Australian politician

Linda Jean Kirk (born 24 May 1967) is an Australian politician. She was a Labor member of the Australian Senate from 2002 to 2008, representing the state of South Australia.

==Early life and career==
Kirk was born in Adelaide. She joined the Australian Labor Party in 1988 while studying as an undergraduate at the University of Adelaide. In 1990 she graduated with a First Class Honours degree in law and a degree in economics. She was awarded four scholarships to undertake a Master of Laws degree at the University of Cambridge which she completed in 1993.

==Career==
Before taking her seat in the Senate, Kirk worked as a solicitor at an Adelaide commercial law firm, as a lecturer in Constitutional and Administrative Law at the University of Adelaide, and as an Industrial Officer at the Shop Distributive and Allied Employees' Association (SDA) in South Australia. She was an Australian Republican Movement delegate to the Australian Constitutional Convention in 1998, and served a term as a Councillor of the Adelaide City Council.

Kirk was Deputy Opposition Whip in the Senate, the Deputy Chair of the Foreign Affairs sub-committee of the Joint Standing Committee on Foreign Affairs, Defence and Trade (JSCFADT), a member of the Human Rights sub-committee of JSCFADT and a long-standing member of the Senate Legal and Constitutional Committee.

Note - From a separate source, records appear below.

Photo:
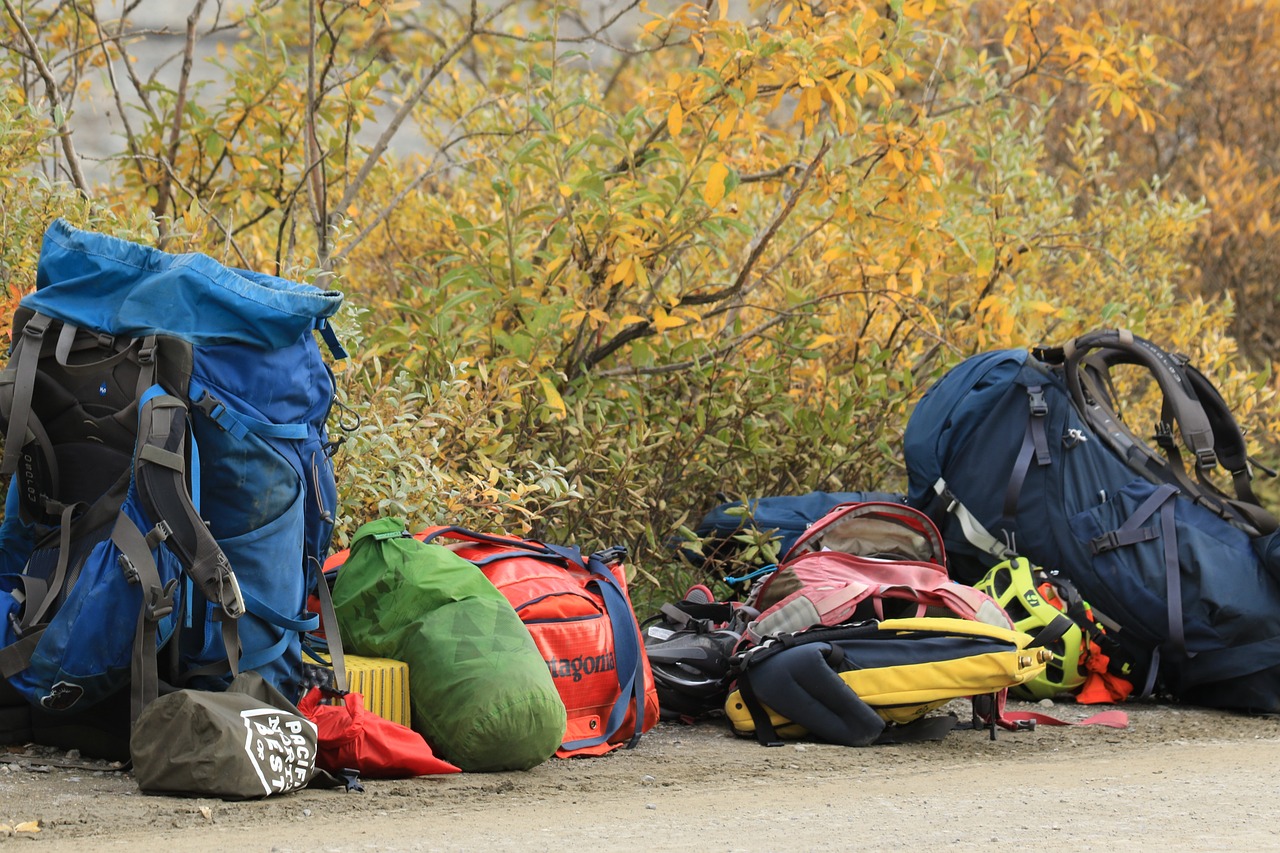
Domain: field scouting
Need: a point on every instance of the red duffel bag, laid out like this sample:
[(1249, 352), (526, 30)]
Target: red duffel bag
[(353, 737)]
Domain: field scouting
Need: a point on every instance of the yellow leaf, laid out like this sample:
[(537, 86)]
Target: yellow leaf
[(662, 320), (552, 396), (822, 340), (624, 270), (714, 190)]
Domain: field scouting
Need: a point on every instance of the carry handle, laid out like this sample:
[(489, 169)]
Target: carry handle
[(1125, 347), (536, 550), (630, 664)]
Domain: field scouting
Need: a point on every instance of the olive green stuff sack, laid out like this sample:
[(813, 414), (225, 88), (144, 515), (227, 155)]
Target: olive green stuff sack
[(480, 692)]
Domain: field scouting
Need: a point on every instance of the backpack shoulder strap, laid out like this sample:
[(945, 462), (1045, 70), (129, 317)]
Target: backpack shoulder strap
[(1189, 401)]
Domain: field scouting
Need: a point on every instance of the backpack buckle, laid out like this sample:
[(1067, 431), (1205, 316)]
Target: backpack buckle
[(160, 601), (131, 571), (159, 533), (1109, 541), (1040, 406)]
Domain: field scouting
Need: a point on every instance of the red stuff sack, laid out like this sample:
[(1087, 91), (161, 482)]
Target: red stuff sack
[(579, 614), (353, 737)]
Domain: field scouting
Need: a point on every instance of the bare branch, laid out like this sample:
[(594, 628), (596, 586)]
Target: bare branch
[(764, 238), (393, 126), (55, 101), (178, 109)]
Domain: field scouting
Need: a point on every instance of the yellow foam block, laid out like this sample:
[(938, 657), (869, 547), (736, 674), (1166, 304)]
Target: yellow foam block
[(383, 683)]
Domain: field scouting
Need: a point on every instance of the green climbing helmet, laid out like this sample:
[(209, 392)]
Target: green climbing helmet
[(1013, 584)]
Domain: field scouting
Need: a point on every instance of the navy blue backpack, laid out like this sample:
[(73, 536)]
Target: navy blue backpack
[(1016, 452), (172, 495)]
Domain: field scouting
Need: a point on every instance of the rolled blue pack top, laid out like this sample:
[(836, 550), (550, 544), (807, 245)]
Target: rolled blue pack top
[(164, 420)]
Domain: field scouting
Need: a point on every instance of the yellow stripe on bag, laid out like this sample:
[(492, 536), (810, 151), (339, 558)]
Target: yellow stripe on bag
[(908, 692)]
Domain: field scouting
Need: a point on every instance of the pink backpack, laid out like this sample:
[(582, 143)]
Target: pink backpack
[(871, 560)]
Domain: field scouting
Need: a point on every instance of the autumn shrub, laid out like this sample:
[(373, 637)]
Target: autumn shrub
[(608, 263)]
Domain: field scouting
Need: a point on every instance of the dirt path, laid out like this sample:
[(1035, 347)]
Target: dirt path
[(1176, 779)]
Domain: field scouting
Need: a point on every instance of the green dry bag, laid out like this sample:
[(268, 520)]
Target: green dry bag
[(480, 692)]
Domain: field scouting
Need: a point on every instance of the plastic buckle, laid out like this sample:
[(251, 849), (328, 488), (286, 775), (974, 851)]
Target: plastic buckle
[(1074, 437), (1109, 541), (1040, 406), (159, 533), (160, 601)]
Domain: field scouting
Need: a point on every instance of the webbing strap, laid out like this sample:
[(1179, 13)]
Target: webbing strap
[(330, 338), (158, 601), (35, 611), (1173, 579), (22, 370), (1162, 501), (16, 656), (1034, 443), (973, 529), (160, 474), (240, 424), (332, 633), (630, 661)]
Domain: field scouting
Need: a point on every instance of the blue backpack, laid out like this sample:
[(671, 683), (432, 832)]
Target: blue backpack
[(164, 422), (1027, 454)]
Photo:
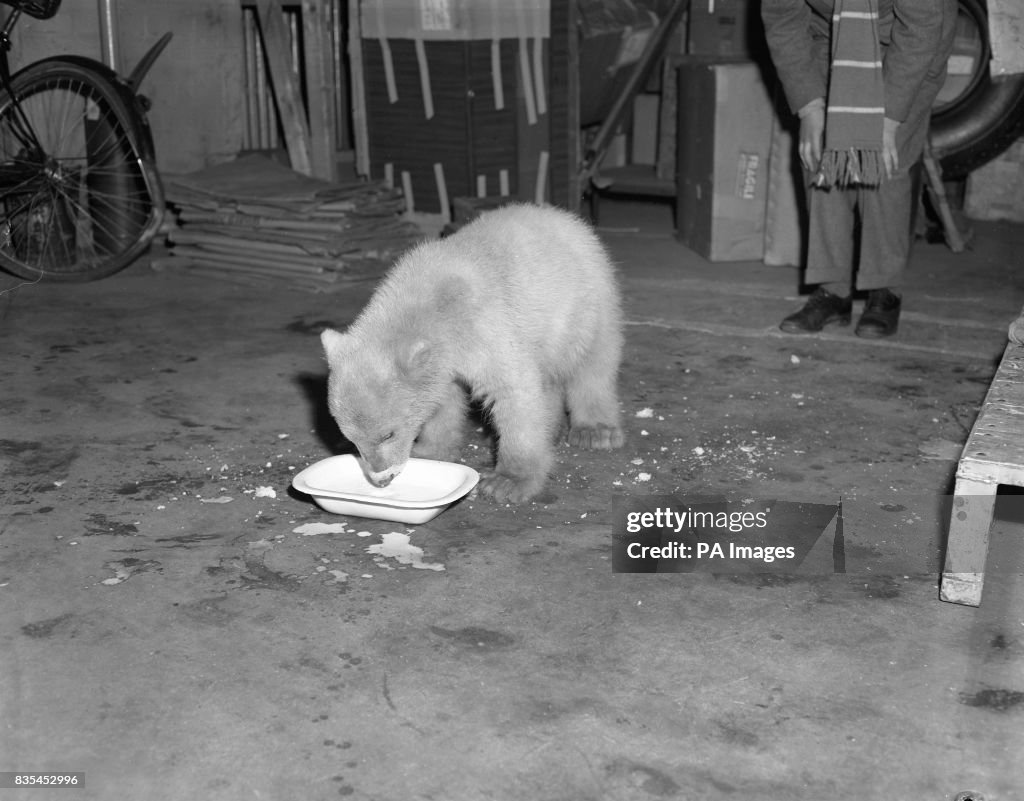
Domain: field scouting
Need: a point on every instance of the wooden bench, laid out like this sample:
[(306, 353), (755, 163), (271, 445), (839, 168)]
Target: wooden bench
[(993, 455)]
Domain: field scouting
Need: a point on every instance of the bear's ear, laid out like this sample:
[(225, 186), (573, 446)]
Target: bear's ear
[(334, 343)]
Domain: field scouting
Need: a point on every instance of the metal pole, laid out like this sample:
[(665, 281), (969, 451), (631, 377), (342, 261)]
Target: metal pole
[(109, 33)]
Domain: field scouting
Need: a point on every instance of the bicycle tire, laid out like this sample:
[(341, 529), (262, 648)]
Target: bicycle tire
[(982, 122), (80, 198)]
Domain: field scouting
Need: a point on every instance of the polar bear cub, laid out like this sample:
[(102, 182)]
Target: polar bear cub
[(520, 310)]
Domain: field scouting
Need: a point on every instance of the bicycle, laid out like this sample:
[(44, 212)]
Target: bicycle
[(80, 196)]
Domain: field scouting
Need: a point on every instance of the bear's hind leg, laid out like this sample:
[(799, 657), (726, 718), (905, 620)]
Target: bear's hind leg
[(443, 435), (592, 395)]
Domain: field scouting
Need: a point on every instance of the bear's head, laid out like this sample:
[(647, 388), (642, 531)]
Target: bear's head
[(381, 393)]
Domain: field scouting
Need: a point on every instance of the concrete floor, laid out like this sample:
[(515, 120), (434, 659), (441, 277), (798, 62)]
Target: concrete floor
[(170, 633)]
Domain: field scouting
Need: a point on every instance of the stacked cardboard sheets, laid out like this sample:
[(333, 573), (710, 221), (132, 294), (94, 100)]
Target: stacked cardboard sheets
[(253, 219)]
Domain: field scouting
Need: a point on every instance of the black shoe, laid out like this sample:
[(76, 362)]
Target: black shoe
[(881, 315), (822, 307)]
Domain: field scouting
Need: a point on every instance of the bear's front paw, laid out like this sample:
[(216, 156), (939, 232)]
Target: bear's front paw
[(508, 489), (596, 437)]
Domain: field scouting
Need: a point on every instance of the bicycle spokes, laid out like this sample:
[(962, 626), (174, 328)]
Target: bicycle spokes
[(75, 194)]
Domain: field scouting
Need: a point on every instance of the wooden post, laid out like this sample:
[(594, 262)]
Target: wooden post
[(563, 104), (286, 85), (321, 88)]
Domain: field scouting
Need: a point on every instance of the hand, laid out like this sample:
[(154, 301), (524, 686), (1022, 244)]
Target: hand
[(890, 159), (812, 128)]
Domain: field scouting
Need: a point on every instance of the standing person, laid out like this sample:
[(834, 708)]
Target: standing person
[(862, 76)]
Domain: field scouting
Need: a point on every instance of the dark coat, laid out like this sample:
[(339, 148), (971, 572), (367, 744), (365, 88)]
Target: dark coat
[(915, 36)]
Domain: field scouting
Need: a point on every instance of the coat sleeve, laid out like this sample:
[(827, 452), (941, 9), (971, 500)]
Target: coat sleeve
[(918, 50), (797, 50)]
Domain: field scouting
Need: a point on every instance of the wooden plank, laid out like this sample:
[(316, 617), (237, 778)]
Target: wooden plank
[(1006, 35), (321, 88), (286, 85), (360, 133), (994, 452), (964, 575), (563, 98)]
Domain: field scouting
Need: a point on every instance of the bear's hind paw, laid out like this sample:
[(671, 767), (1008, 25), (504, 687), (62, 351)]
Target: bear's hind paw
[(507, 489)]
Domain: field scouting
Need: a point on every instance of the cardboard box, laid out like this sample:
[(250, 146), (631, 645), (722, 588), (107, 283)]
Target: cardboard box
[(724, 141), (728, 29)]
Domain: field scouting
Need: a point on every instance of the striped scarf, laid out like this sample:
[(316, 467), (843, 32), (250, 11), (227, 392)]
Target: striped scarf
[(856, 104)]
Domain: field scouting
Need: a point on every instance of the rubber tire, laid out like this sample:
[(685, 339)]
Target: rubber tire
[(985, 120), (69, 69)]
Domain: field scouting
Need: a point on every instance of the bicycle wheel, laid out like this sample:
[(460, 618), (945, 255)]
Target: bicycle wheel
[(79, 196)]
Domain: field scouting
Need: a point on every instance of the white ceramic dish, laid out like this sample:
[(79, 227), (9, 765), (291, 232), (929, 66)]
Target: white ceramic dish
[(421, 492)]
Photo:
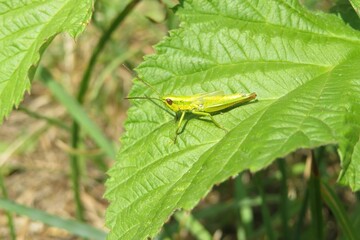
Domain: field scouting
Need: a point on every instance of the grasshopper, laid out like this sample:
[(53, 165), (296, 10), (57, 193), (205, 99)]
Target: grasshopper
[(202, 104)]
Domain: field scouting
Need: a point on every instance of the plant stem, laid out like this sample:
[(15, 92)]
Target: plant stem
[(8, 214), (264, 209), (244, 227), (75, 165), (300, 222), (284, 198), (315, 199)]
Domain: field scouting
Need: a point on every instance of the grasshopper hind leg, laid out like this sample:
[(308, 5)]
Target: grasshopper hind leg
[(211, 117), (179, 125)]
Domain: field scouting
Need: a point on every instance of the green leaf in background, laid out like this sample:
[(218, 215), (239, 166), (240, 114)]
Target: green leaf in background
[(304, 66), (26, 28), (356, 6)]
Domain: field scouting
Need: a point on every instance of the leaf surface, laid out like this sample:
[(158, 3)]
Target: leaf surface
[(303, 67)]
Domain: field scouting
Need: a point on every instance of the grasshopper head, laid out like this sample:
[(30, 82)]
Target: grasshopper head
[(170, 103)]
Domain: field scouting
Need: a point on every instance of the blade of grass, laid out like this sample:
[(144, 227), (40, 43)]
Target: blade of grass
[(8, 213), (75, 132), (193, 225), (78, 113), (74, 227), (338, 210), (284, 198), (264, 209), (52, 121), (302, 213), (244, 227), (315, 200)]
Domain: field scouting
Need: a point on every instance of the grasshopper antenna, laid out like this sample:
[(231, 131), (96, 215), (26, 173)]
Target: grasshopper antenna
[(143, 81)]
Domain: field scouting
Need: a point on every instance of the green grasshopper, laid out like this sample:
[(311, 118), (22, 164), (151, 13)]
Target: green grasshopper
[(202, 104)]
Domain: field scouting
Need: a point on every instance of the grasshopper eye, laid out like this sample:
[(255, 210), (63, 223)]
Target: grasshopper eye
[(169, 101)]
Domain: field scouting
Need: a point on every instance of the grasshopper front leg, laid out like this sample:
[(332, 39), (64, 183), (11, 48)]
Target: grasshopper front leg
[(211, 117)]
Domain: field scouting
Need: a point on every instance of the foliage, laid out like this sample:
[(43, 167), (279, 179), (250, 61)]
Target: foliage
[(302, 65), (29, 26)]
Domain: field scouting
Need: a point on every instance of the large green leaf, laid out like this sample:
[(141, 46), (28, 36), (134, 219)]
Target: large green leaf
[(26, 28), (304, 66)]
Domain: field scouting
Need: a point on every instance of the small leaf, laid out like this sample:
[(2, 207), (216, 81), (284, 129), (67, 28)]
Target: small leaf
[(27, 29), (303, 67)]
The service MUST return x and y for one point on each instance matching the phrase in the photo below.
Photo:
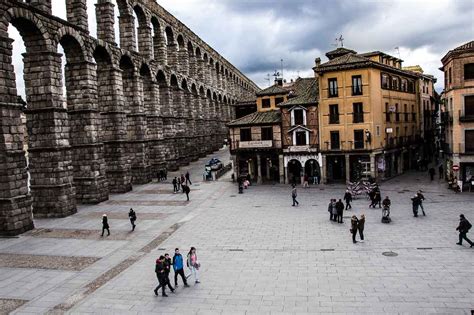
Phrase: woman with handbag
(193, 264)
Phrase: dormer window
(298, 116)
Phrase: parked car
(215, 164)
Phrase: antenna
(268, 79)
(281, 61)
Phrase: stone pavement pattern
(260, 255)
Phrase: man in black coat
(463, 228)
(340, 210)
(348, 199)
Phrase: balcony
(466, 117)
(357, 118)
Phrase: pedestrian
(193, 264)
(133, 217)
(415, 204)
(354, 227)
(348, 199)
(463, 228)
(175, 185)
(340, 210)
(360, 227)
(431, 171)
(160, 274)
(305, 181)
(186, 190)
(168, 263)
(294, 194)
(420, 201)
(178, 267)
(386, 203)
(378, 199)
(105, 225)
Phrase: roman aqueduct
(160, 99)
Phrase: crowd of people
(164, 263)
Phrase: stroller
(386, 214)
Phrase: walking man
(188, 178)
(178, 267)
(463, 228)
(133, 217)
(294, 194)
(175, 185)
(340, 210)
(348, 199)
(160, 274)
(186, 190)
(354, 227)
(105, 225)
(360, 227)
(432, 173)
(415, 203)
(420, 201)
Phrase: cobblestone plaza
(259, 254)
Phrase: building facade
(300, 132)
(458, 114)
(368, 115)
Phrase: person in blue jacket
(178, 267)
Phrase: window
(395, 85)
(245, 134)
(469, 141)
(469, 71)
(333, 114)
(404, 85)
(385, 80)
(469, 105)
(358, 139)
(267, 133)
(356, 85)
(300, 137)
(387, 112)
(335, 143)
(358, 112)
(332, 84)
(266, 103)
(299, 118)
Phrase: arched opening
(294, 172)
(313, 171)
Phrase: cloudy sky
(255, 35)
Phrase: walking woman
(193, 264)
(354, 227)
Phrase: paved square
(259, 254)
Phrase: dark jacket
(464, 225)
(105, 223)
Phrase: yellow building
(368, 115)
(458, 117)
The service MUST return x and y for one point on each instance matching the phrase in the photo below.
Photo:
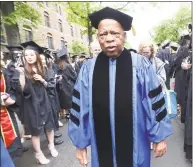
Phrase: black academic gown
(37, 108)
(188, 122)
(16, 149)
(165, 56)
(52, 94)
(182, 79)
(66, 85)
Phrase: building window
(50, 41)
(63, 43)
(71, 29)
(60, 11)
(28, 33)
(47, 19)
(60, 25)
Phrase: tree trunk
(12, 31)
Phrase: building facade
(54, 32)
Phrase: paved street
(175, 156)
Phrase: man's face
(111, 37)
(146, 51)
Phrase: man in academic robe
(118, 106)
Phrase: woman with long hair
(37, 108)
(66, 84)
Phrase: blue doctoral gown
(145, 127)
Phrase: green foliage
(77, 48)
(22, 11)
(171, 28)
(78, 13)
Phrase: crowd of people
(41, 87)
(36, 88)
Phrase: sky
(145, 17)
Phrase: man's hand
(81, 155)
(160, 148)
(9, 101)
(38, 77)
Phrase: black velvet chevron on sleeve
(76, 94)
(74, 119)
(75, 107)
(158, 104)
(161, 115)
(153, 93)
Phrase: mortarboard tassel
(133, 30)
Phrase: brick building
(54, 31)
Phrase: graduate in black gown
(37, 107)
(15, 53)
(52, 93)
(182, 74)
(66, 84)
(75, 64)
(188, 121)
(9, 127)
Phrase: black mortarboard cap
(33, 46)
(166, 43)
(174, 45)
(14, 48)
(186, 37)
(84, 55)
(74, 56)
(109, 13)
(62, 53)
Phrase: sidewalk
(175, 157)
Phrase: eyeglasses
(114, 35)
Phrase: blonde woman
(37, 108)
(148, 51)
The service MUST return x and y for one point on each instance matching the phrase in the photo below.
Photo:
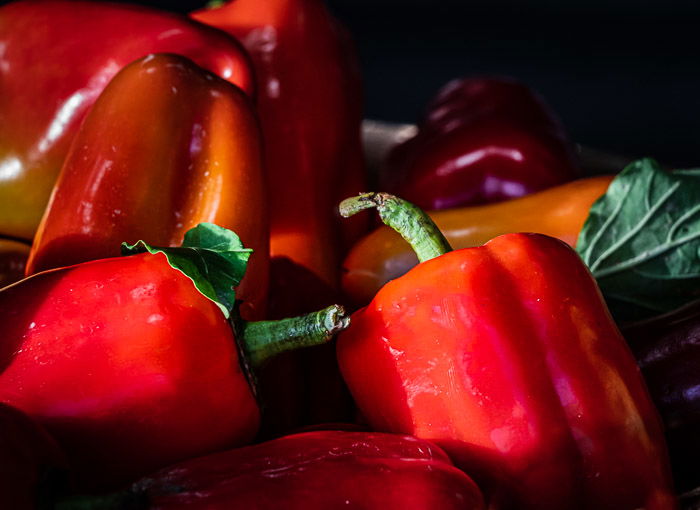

She has been the Deputy Chair of the Joint Migration Committee and a member of the Joint Standing Committee on Treaties.

Her policy interests focus on legal and constitutional issues, foreign affairs and international relations, refugees and migration, human rights, and the protection of women and children. She was the Convenor of Parliamentarians Against Child Abuse and a former Deputy Chair of the Status of Women Committee of the Federal Caucus.

Kirk maintains a strong interest in constitutional law and scholarship, and is currently completing a Doctor of Philosophy degree in law at the Australian National University.

Kirk served only one term in the Senate after being defeated for Labor Party preselection by Don Farrell ahead of the 2007 federal election. Kirk ascribed her loss to her support for stem cell research and her support for Kevin Rudd in the 2006 leadership contest, both of which were against the wishes of her faction. It marked a role reversal from six years earlier, when she defeated incumbent Senator Chris Schacht for preselection.

On 15 December 2016, Kirk was appointed as a part-time senior member of the Administrative Appeals Tribunal for seven years.